The distillery is then often changed owners. In 1817 Matthew Clark & Co. eigenaar.Nadat in 1823 the excise system for producing whiksy was modified, and official production was much cheaper, Jane Macgregor was the licensee for distilling. Around 1840, the Little Mill owned by Hector Henderson, a entrepreneur who was a shareholder in Campbelltown distillery in 1837, and was also the founder of Caol Ila. In 1875, when the property was held by Hay, the distillery was rebuilt and expanded.

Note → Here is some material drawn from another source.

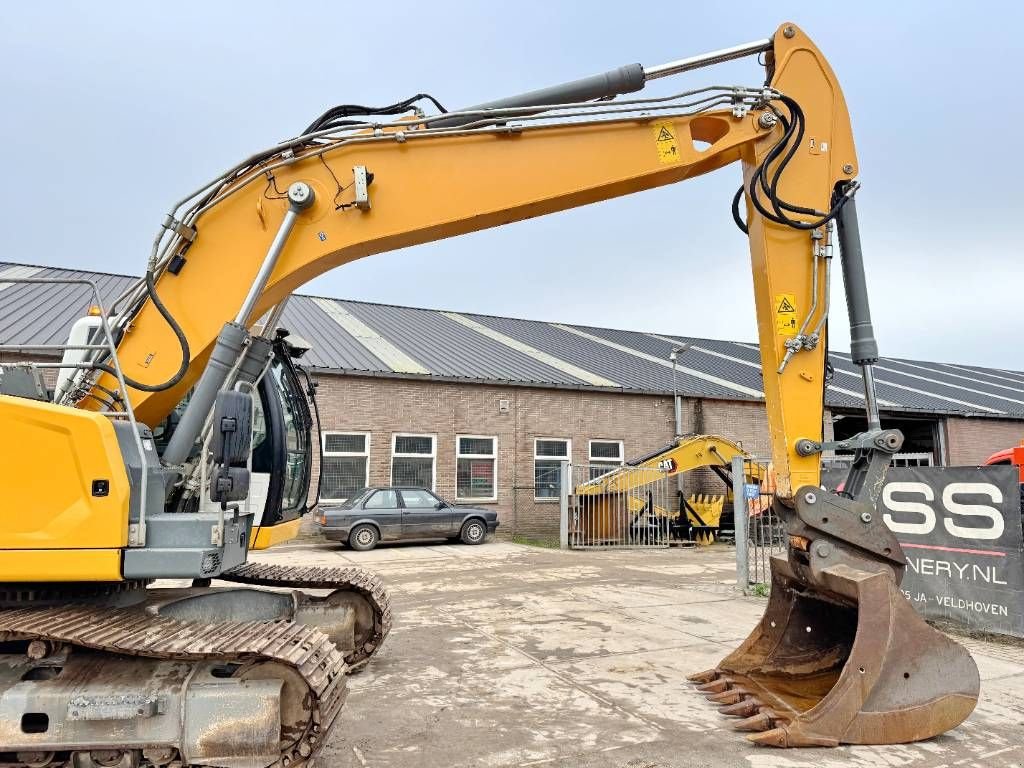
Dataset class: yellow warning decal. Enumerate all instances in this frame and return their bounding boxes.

In 1929 the distillery was shut down. Production was resumed in 1931 when Duncan Thomas took over the distillery. He experimented with new techniques in the distillery. The malting process a Saladin Box was built with a unique design with two ventilation towers and a single drying oven (kiln). The copper boilers were outside of an aluminum skin features, and instead of a gooseneck recitficatiekolommen were on boilers fitted to regulate the degree. Distillation precise Instead of three-fold Distillation, which was common among lowland whiskys dual distillation was used.
The distillery was in 1971 under the ownership of Barton Distilling, who was a shareholder since 1959. Barton was in 1982 bought by Amalgamated Distilled Products, which itself merged with the Argyll Group in 1984. During that year, the distillery was closed. In 1989 the distillery was open again, bought by Gibson International in 1989, but had to after bankruptcy Gibson International weather closing in 1994., The distillery was sold to the Loch Lomond Distillery, but not reopened, and finally dismantled in 1997. In 2004, the buildings still standing were destroyed by fire.
The distillery has simultaneously created three different types of whisky, which was partly possible because of the different degrees of distillation recificatiekolommen that were possible: a heavily geturfte type called "Dumbuck" a full, rich whiskey "Dunglas" and a light, more traditional lowland under its own name "Little Mill". In 1972, the production of Dumbuck and put Dunglas stop.